Ce qui se passe à Barcelone ne concerne pas seulement le football, c’est bien plus. Il s’agit de gestion, de structure juridique et sociale, d’économie et, surtout, de gouvernance. Barcelone doit décider ce qu’il veut être à l’avenir.
Le slogan « mes que un club » de Barcelone n’a rien à voir avec la réalité actuelle. Leurs détenteurs d’abonnements n’ont pas d’actions et ils n’ont aucun lien avec le club. Les membres du conseil d’administration n’assument pas la responsabilité d’obligation concernant la dette du club.
Légalement, Barcelone est une association, une entreprise. Ils ont des statuts obsolètes et leur mode de fonctionnement est obsolète dans le football moderne. Le sport est maintenant une industrie, mais Barcelone n’a pas suivi. Ils approuvent les grandes décisions concernant les renouvellements et les transferts de joueurs sans aucune consultation, et cela ne fonctionne pas.
Est-il temps de s’éloigner de l’idée « mes que un club » ? Certaines personnes ont longtemps prédit que le club ne pourrait pas continuer à rivaliser avec des équipes disposant de plus de ressources et de moins de souffrances financières.
Et si la Fondation de Barcelone avait une part de 50/60 pour cent dans le club ? Cela ne permettrait pas au club de tomber entre de mauvaises mains et permettrait un certain contrôle sur la gouvernance. Cela leur permettrait de retrouver des membres engagés dans le club, mais trop souvent oubliés en ce moment.

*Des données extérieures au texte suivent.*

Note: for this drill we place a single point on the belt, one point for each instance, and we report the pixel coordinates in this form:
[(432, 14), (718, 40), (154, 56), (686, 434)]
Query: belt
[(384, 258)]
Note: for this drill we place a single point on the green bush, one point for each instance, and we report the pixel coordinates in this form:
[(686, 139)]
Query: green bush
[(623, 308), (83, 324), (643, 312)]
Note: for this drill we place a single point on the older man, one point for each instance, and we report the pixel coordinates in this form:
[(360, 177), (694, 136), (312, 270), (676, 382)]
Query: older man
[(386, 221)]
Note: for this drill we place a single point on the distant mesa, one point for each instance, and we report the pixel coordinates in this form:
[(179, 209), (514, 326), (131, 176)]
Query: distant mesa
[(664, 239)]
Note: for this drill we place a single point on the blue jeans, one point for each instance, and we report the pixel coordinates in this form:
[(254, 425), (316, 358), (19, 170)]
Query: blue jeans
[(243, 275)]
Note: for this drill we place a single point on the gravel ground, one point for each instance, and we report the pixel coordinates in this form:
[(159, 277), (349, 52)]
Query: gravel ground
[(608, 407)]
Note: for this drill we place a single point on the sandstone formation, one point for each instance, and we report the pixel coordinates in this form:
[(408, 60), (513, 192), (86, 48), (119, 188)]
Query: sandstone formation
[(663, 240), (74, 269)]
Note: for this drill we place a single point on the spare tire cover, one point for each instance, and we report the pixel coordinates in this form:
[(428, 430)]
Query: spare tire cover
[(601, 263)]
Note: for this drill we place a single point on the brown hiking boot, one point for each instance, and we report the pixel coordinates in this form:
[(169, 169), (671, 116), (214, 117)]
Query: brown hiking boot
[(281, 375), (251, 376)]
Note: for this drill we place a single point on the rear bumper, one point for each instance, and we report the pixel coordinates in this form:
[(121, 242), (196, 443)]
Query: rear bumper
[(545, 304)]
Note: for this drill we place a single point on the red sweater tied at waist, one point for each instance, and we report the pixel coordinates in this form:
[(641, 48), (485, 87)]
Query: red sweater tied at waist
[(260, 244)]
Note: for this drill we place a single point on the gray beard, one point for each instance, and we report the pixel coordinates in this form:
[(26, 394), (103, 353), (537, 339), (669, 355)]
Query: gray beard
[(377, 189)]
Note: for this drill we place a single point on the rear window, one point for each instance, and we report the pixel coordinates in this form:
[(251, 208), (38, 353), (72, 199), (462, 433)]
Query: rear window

Actuellement, seuls 10 000 des 200 000 membres environ ont voix au chapitre. Cela ne tient même pas compte des campagnes électorales présidentielles construites sur des mots et des promesses incohérents, vagues et souvent trompeurs. Il est inacceptable qu’un candidat se présente aux élections sans garanties. Ils devraient avoir des garanties avant de se présenter.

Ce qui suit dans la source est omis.